A Garrulous Irishman, Joyce

A garrulous Irishman, Joyce

Was known for his narrative voice

But he wrote about poo

So what can we do?

But stick to May Alcott, for choice.

 

James Joyce, sometime drinking buddy of Earnest Hemingway, spent seven or eight years writing  a little ditty called Ulysses.  During the last few of those years, he was being supported by an American woman who had heard that he was doing remarkable things in the world of literature.  When Ulysses was finally published, Joyce sent her a copy.  She placed it on a shelf unread, because she’d been told it was a dirty book.  You couldn’t buy a copy of Ulysses in the states until the courts ruled otherwise in 1933, because it was supposed to be a dirty book.  About a month ago I was waxing lyrical, as I am wont to do, about Ulysses, when my interlocutor remarked that she’d heard that it contained descriptions of people peeing.

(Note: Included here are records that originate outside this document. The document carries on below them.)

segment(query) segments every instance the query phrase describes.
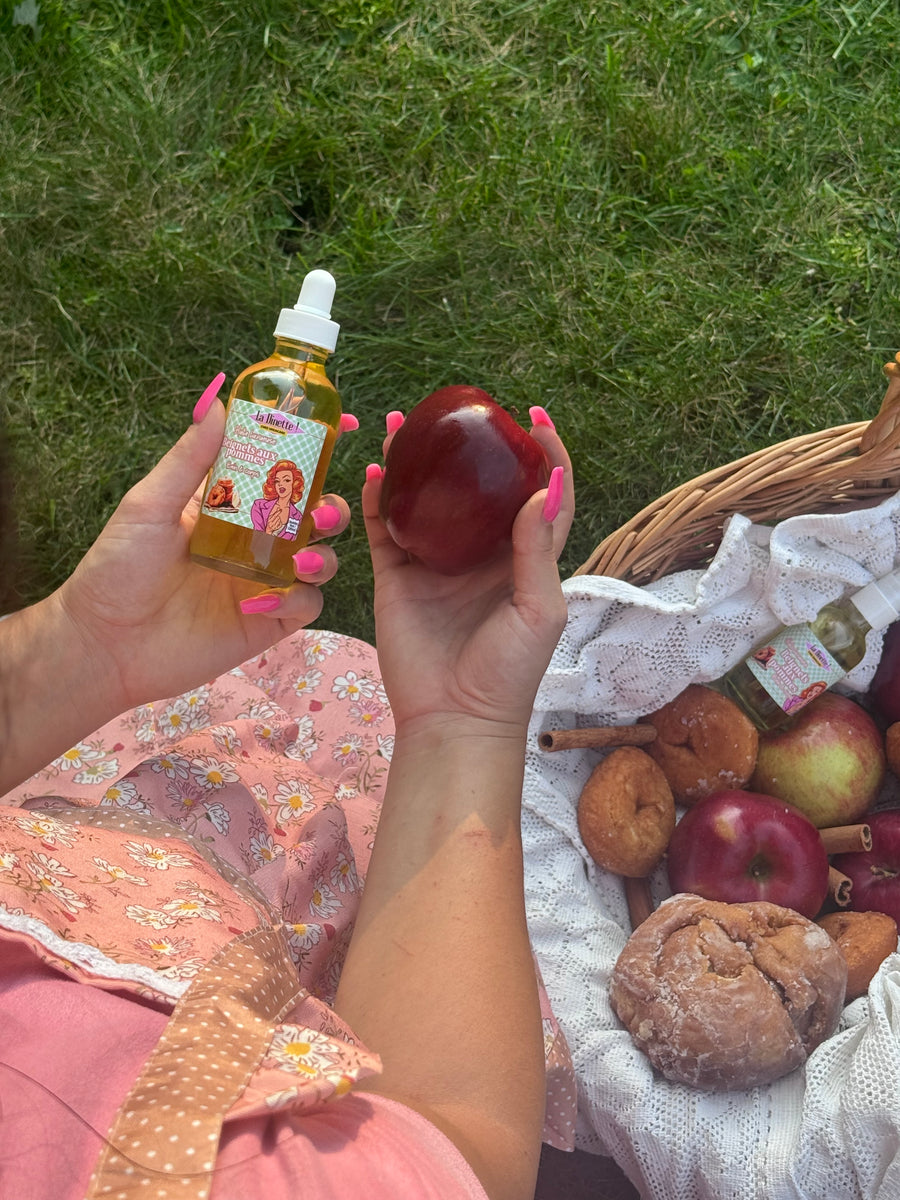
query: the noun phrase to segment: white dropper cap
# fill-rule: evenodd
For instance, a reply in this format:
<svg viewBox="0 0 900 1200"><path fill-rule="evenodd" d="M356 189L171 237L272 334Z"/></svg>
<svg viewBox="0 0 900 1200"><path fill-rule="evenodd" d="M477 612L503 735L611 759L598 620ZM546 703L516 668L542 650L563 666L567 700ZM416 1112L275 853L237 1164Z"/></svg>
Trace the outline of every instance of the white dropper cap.
<svg viewBox="0 0 900 1200"><path fill-rule="evenodd" d="M341 329L331 320L335 286L334 276L328 271L310 271L300 286L297 303L281 310L275 337L333 350Z"/></svg>
<svg viewBox="0 0 900 1200"><path fill-rule="evenodd" d="M850 599L872 629L892 625L900 619L900 570L867 583Z"/></svg>

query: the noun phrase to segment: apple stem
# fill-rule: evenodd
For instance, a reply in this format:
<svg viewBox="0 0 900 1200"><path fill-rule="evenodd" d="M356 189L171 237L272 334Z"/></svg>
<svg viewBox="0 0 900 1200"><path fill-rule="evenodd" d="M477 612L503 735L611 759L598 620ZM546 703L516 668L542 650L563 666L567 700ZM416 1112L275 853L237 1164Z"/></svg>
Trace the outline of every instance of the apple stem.
<svg viewBox="0 0 900 1200"><path fill-rule="evenodd" d="M876 879L896 879L900 872L892 870L890 867L869 867L869 870Z"/></svg>

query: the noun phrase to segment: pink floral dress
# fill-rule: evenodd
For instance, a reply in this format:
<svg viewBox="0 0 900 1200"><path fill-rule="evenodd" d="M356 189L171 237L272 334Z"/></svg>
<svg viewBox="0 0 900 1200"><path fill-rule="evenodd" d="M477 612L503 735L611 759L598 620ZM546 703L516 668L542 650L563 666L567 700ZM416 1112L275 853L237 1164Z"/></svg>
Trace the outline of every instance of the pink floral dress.
<svg viewBox="0 0 900 1200"><path fill-rule="evenodd" d="M24 944L82 984L181 1013L192 1044L207 984L238 997L259 1045L216 1128L346 1093L380 1069L330 1005L392 746L373 648L321 631L123 714L3 797L0 956ZM271 995L240 1000L248 961ZM571 1063L542 1000L545 1140L571 1148Z"/></svg>

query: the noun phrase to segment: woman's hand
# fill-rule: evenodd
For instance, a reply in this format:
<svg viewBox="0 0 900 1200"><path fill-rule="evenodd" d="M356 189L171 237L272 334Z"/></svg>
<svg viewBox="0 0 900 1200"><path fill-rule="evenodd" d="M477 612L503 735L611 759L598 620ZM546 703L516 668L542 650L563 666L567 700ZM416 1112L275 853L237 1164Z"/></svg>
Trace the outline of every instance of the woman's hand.
<svg viewBox="0 0 900 1200"><path fill-rule="evenodd" d="M296 556L296 584L255 595L258 584L190 560L203 484L225 427L217 399L223 380L206 389L190 428L126 494L49 598L109 695L111 715L206 682L315 621L320 585L337 570L334 550L318 545ZM354 428L353 418L344 427ZM350 518L337 496L323 497L316 512L317 528L329 536Z"/></svg>
<svg viewBox="0 0 900 1200"><path fill-rule="evenodd" d="M468 574L438 575L396 545L378 515L380 469L369 468L378 653L398 733L457 717L527 723L565 625L556 562L575 508L565 447L543 409L531 412L531 434L555 468L551 488L519 512L511 553ZM385 451L400 423L390 415Z"/></svg>

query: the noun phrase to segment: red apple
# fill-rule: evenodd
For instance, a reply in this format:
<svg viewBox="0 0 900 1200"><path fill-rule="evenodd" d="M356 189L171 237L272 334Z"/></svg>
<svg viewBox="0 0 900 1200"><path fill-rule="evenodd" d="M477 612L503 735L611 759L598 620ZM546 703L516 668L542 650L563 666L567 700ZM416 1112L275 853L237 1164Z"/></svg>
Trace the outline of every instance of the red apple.
<svg viewBox="0 0 900 1200"><path fill-rule="evenodd" d="M812 919L828 892L828 855L808 817L774 796L714 792L669 841L669 883L728 904L768 900Z"/></svg>
<svg viewBox="0 0 900 1200"><path fill-rule="evenodd" d="M888 725L900 721L900 621L887 627L869 697Z"/></svg>
<svg viewBox="0 0 900 1200"><path fill-rule="evenodd" d="M871 813L872 849L835 854L832 864L853 883L850 907L881 912L900 925L900 810Z"/></svg>
<svg viewBox="0 0 900 1200"><path fill-rule="evenodd" d="M487 392L445 387L394 434L381 516L398 546L459 575L503 553L519 509L549 478L543 447Z"/></svg>
<svg viewBox="0 0 900 1200"><path fill-rule="evenodd" d="M852 825L884 782L884 738L864 708L825 692L790 725L760 733L753 791L787 800L814 825Z"/></svg>

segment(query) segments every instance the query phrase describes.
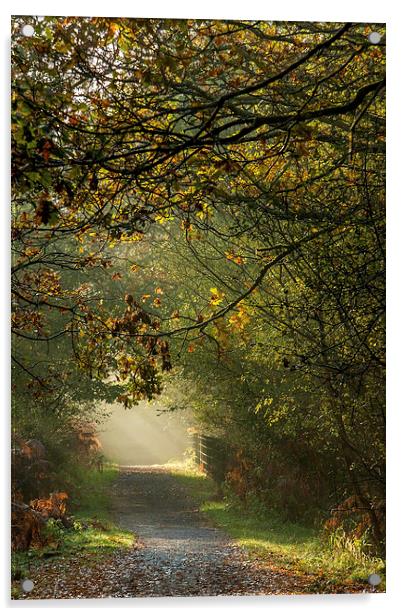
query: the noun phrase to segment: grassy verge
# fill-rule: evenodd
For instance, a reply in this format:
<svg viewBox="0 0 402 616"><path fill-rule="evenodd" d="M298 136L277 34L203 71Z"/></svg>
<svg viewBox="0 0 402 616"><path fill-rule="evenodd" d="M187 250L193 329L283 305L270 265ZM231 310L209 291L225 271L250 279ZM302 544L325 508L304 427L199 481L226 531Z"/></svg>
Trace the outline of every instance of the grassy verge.
<svg viewBox="0 0 402 616"><path fill-rule="evenodd" d="M188 467L172 466L171 472L194 497L204 513L224 529L250 557L275 562L283 568L316 576L321 585L366 582L371 573L384 577L384 562L361 552L357 545L325 541L317 529L281 520L269 510L245 509L234 499L216 497L216 486L203 473ZM321 581L318 581L318 578ZM384 582L378 587L384 590Z"/></svg>
<svg viewBox="0 0 402 616"><path fill-rule="evenodd" d="M110 487L118 469L107 465L103 473L77 469L77 484L70 503L73 515L71 528L50 520L46 527L48 541L44 547L14 552L11 556L12 596L20 594L20 580L44 559L65 560L68 556L85 554L89 560L99 560L116 549L130 548L134 535L112 521Z"/></svg>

In fact, the narrator does follow a character into the outhouse for his morning business.  The narrator is also present on several occasions when characters are visited by the need to micturate.  But if that’s all someone got out of the book, then I just don’t know.

 

In a very clever kid’s book whose title escapes me, these is a little boy who has gotten into trouble at school because the teacher was reading a children’s book called Mike Mulligan and the Steam Engine to the class.  In Mike Mulligan, which is a real book, the crisis is that a building foundation must be dug by a certain time.  Mike and his steam engine save the day by staying down in that hole all day and all night for some heroically long stretch, and not leaving the hole until it is done.  The author is very specific about that.

The little boy in the kid’s book becomes concerned, and finally asks the teacher how Mike Mulligan went to the bathroom if he stayed down there day and night.  Immediately, the whole room full of kids has only the one thought on it’s collective mind.  How did Mike Mulligan go to the bathroom?  Teacher gets flustered, can’t find a way to get past it, and punishes the child.

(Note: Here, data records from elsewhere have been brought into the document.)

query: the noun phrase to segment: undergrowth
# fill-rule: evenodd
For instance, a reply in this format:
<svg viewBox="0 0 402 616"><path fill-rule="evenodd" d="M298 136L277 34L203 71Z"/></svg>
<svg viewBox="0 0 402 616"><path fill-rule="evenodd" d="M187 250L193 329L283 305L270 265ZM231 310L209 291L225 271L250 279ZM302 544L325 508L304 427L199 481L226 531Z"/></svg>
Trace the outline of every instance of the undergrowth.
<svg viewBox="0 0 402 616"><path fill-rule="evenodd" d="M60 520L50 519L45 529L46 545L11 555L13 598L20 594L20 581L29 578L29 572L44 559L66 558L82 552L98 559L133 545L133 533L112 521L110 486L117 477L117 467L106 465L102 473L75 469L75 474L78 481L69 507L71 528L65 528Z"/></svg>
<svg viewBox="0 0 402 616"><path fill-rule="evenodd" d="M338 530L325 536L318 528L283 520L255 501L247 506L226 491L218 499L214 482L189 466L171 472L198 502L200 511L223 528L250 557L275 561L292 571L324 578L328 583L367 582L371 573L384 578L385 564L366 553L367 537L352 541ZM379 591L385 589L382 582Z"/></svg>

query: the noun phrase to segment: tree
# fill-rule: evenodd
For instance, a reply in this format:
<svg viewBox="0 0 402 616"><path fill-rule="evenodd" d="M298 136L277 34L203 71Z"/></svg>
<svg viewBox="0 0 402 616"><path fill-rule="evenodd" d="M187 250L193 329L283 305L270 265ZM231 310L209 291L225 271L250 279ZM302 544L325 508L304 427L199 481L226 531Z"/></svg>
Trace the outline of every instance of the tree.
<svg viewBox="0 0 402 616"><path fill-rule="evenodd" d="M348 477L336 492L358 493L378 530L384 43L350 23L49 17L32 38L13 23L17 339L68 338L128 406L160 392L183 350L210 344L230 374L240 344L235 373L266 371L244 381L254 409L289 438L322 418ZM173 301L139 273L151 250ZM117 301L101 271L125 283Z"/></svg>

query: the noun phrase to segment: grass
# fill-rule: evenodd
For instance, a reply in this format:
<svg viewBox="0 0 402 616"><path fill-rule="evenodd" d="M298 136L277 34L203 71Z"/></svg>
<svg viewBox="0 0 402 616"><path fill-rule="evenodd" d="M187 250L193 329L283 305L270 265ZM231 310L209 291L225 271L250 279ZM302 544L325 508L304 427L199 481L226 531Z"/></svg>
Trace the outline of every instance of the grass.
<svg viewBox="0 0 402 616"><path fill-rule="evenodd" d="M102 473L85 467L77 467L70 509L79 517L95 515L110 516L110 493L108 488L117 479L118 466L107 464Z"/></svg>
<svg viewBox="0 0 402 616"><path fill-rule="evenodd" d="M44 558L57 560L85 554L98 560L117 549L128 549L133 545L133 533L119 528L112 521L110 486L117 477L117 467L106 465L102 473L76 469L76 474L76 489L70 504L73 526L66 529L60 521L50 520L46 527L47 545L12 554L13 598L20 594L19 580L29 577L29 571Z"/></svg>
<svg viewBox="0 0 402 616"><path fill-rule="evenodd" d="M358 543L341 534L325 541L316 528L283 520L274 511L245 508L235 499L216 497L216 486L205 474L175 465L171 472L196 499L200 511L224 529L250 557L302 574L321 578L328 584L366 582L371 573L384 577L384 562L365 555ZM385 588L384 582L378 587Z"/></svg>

I just love the way a fictional character is bothered when he hears an actual story about a fictional character whose author has forgotten that actual people need to do things like take a pee now and then.

Joyce doesn’t make this mistake.  Joyce’s characters are, I submit, about as close as words on paper can come to being actual human beings.  Leopold Bloom, trying to enjoy a glass of wine and a Gorgonzola sandwich, is distracted by another character’s runny nose.  Will it drip into his beer, or will he snuff it back up in time?  It doesn’t get much more human than that.  And later in the book, after the wine and Gorgonzola have been digested, Leopold Bloom lets out a supremely musical fart.

 

Although it may be an effective technique for making fictional characters seem more real, you may be relieved to hear that The Great American Desert contains no descriptions of people peeing.  Much of the action takes place on a farm however, so there are a number of references to manure.  I hasten to add that, whenever it makes an appearance, the manure will already be on the ground.  You won’t have to watch it being produced.